Hyper is best for AI-first teams of 2 to 50 people who use multiple AI tools like Claude, Cursor, and Codex daily and spend significant time copy-pasting context between sessions. Engineering leads managing distributed teams benefit most from a shared real-time knowledge base that every AI tool accesses automatically. Hyper is not appropriate for teams with strict data security requirements, regulated industries handling sensitive data, or individuals who use only one AI tool, as the multi-tool context injection is its core value proposition.
Hyper is MCP-native, meaning it ships an MCP (Model Context Protocol) server that works with Claude, Claude Code, Codex, ChatGPT, and any MCP-compatible client. This is the primary integration interface for injecting company context into AI tools. A traditional REST API for developers is not publicly documented as of May 2026. The 160+ tool integrations use OAuth or API key authentication on the input side for data aggregation.
Notion and Hyper both store company knowledge, but they take fundamentally different approaches. Notion is a structured workspace where teams manually write, organize, and update information; it does not automatically inject that knowledge into AI tools. Hyper automatically aggregates knowledge from Notion and 159 other tools, then pushes it into Claude, Cursor, and Codex via MCP without any manual prompting. Notion is the better choice for teams that want a centrally managed, human-curated knowledge hub. Hyper is the better choice when you want that knowledge to automatically enrich every AI conversation your team has.
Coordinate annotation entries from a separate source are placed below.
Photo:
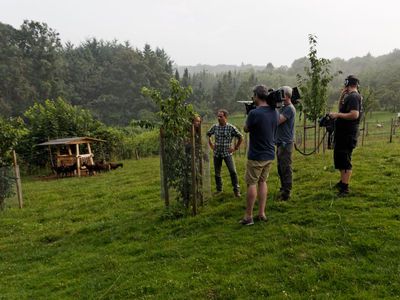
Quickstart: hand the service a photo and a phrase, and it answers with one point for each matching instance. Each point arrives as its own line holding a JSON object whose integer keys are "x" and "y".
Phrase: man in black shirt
{"x": 346, "y": 131}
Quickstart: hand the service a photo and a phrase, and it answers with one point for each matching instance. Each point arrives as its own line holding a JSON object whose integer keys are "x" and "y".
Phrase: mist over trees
{"x": 105, "y": 77}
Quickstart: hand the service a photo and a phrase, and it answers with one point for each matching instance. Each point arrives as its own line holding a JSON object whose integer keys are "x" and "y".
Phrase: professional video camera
{"x": 274, "y": 99}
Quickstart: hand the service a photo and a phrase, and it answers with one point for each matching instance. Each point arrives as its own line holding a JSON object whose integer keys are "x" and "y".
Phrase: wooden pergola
{"x": 70, "y": 158}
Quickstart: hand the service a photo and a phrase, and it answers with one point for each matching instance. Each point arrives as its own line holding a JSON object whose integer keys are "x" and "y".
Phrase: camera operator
{"x": 224, "y": 133}
{"x": 284, "y": 143}
{"x": 261, "y": 123}
{"x": 346, "y": 131}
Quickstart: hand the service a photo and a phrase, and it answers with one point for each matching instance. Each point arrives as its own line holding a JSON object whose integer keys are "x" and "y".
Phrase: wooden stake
{"x": 18, "y": 180}
{"x": 305, "y": 133}
{"x": 78, "y": 162}
{"x": 194, "y": 194}
{"x": 391, "y": 131}
{"x": 363, "y": 135}
{"x": 164, "y": 168}
{"x": 201, "y": 166}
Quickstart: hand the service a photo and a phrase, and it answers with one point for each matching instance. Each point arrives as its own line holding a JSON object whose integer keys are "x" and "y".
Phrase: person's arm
{"x": 247, "y": 125}
{"x": 212, "y": 146}
{"x": 211, "y": 132}
{"x": 239, "y": 142}
{"x": 282, "y": 119}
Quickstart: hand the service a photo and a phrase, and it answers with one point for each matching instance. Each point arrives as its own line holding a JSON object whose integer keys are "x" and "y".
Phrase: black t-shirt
{"x": 349, "y": 127}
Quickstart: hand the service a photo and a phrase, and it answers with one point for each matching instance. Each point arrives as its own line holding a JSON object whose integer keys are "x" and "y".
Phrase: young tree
{"x": 175, "y": 116}
{"x": 314, "y": 86}
{"x": 11, "y": 131}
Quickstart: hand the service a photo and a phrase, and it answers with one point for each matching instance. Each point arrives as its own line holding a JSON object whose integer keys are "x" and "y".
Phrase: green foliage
{"x": 52, "y": 120}
{"x": 176, "y": 118}
{"x": 314, "y": 85}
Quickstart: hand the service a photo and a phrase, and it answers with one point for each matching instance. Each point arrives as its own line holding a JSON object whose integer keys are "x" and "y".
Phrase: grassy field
{"x": 105, "y": 237}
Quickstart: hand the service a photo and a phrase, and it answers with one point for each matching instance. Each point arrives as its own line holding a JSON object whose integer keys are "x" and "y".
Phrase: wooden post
{"x": 193, "y": 150}
{"x": 91, "y": 155}
{"x": 18, "y": 180}
{"x": 164, "y": 167}
{"x": 363, "y": 135}
{"x": 305, "y": 133}
{"x": 78, "y": 162}
{"x": 316, "y": 136}
{"x": 201, "y": 167}
{"x": 391, "y": 131}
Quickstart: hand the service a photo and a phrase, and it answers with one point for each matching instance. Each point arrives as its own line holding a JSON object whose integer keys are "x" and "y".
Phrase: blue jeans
{"x": 232, "y": 171}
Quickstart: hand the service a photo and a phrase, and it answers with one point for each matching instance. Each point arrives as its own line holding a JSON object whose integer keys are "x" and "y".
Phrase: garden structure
{"x": 72, "y": 153}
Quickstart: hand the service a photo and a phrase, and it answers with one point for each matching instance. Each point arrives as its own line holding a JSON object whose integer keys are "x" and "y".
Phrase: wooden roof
{"x": 71, "y": 141}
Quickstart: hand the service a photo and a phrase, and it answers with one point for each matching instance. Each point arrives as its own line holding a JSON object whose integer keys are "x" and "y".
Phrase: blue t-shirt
{"x": 262, "y": 123}
{"x": 285, "y": 132}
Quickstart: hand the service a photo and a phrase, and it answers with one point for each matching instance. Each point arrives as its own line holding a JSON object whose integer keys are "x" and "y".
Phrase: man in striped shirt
{"x": 224, "y": 133}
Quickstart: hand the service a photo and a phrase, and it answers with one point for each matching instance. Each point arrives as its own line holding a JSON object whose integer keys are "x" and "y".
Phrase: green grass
{"x": 104, "y": 237}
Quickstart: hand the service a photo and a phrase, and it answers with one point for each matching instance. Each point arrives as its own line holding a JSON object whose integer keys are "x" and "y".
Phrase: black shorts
{"x": 342, "y": 159}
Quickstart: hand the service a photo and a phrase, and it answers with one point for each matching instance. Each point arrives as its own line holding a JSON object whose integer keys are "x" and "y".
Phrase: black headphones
{"x": 351, "y": 80}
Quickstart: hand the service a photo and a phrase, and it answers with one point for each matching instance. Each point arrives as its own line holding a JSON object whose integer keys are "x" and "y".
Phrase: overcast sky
{"x": 222, "y": 32}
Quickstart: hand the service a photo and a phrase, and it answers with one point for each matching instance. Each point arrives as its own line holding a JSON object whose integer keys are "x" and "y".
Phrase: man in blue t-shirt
{"x": 261, "y": 123}
{"x": 284, "y": 144}
{"x": 346, "y": 131}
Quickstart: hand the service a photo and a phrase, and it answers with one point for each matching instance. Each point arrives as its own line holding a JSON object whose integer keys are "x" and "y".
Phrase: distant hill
{"x": 218, "y": 68}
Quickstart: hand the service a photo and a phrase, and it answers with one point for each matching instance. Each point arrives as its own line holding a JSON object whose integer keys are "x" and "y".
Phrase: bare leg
{"x": 262, "y": 197}
{"x": 345, "y": 176}
{"x": 250, "y": 198}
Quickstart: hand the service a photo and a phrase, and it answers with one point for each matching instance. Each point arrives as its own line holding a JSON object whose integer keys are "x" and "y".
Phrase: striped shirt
{"x": 223, "y": 138}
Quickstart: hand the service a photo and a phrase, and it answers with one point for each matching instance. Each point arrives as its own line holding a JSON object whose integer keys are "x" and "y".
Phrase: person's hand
{"x": 333, "y": 115}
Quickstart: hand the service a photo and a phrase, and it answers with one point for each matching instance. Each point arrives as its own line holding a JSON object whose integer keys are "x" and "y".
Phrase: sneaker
{"x": 343, "y": 192}
{"x": 284, "y": 196}
{"x": 262, "y": 218}
{"x": 246, "y": 221}
{"x": 217, "y": 193}
{"x": 338, "y": 185}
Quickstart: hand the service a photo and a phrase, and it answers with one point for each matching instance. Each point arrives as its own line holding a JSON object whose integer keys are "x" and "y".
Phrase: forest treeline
{"x": 106, "y": 77}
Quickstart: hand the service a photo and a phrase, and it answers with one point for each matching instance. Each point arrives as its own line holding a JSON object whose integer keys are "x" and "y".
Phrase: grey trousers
{"x": 232, "y": 171}
{"x": 284, "y": 157}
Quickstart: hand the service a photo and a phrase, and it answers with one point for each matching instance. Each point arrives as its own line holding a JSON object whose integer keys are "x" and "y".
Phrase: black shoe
{"x": 217, "y": 193}
{"x": 262, "y": 218}
{"x": 246, "y": 221}
{"x": 284, "y": 195}
{"x": 338, "y": 185}
{"x": 343, "y": 192}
Hyper requires broad read access to email, Slack, GitHub, and CRM systems, which creates meaningful data exposure considerations. As of May 2026, the company has not published a SOC 2 report, EU AI Act compliance statement, or detailed data retention policy, which is expected for a 2-person pre-seed startup. Teams handling regulated data (healthcare, finance, legal) or sensitive client communications should wait for compliance documentation before connecting production systems. Smaller, less regulated teams can evaluate carefully by starting with lower-sensitivity tool connections like Notion or GitHub before connecting email or CRM.